Double standard sendiri memiliki arti peraturan atau prinsip yang diberlakukan secara tidak adil kepada seseorang atau terhadap suatu kelompok.[1] Sederhananya, kita dipaksa untuk mencapai 200% hanya untuk mendapatkan sebuah penerimaan masyarakat. Sedangkan orang-orang yang “mayoritas” tidak perlu bersusah payah untuk mendapatkan sebuah pengakuan yang setara. Kasarnya, dengan berdiri membatu saja mereka sudah mendapatkan pengakuan dari masyarakat sekitarnya, ditambah lagi jika dirinya seseorang yang memegang peran besar di masyarakat seperti pemuka agama, atau orang yang disegani di lingkungannya.

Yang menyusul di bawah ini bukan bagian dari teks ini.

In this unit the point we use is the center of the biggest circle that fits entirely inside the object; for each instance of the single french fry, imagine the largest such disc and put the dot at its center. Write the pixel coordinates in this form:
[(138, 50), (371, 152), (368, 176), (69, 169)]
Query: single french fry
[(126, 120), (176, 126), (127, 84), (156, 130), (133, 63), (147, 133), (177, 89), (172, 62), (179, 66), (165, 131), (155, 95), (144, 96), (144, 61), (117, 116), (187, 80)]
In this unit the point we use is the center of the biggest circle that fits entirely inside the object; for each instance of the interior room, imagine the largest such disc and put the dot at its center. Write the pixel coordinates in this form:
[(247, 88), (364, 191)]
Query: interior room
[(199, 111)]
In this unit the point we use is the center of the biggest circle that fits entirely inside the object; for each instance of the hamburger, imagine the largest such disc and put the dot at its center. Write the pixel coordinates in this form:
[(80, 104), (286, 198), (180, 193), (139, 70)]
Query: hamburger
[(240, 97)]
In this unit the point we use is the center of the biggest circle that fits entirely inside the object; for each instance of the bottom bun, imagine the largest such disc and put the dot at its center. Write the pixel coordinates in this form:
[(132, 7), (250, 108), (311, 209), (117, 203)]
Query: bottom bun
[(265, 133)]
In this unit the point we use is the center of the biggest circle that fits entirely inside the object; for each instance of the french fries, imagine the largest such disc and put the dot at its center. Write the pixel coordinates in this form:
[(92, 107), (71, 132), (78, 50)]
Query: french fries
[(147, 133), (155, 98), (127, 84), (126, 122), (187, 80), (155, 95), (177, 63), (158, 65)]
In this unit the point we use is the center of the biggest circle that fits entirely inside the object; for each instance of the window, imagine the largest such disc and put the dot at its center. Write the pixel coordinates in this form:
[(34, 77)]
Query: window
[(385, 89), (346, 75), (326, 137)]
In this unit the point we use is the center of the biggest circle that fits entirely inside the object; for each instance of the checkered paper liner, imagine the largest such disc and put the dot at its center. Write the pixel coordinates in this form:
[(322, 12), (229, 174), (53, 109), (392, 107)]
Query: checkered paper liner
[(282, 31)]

Tidak hanya pada lingkungan pertemanan atau di luar rumah, double standard ini juga terjadi di lingkungan rumah dan dilakukan oleh orang-orang dekat atau keluarga. Orang tua, kepada anak mereka yang LGBT, biasanya menyuruh anaknya itu untuk lebih rajin beribadah, lebih rajin belajar, dan lain sebagainya. Sedangkan kepada anak mereka yang bukan LGBT mereka cenderung biasa saja.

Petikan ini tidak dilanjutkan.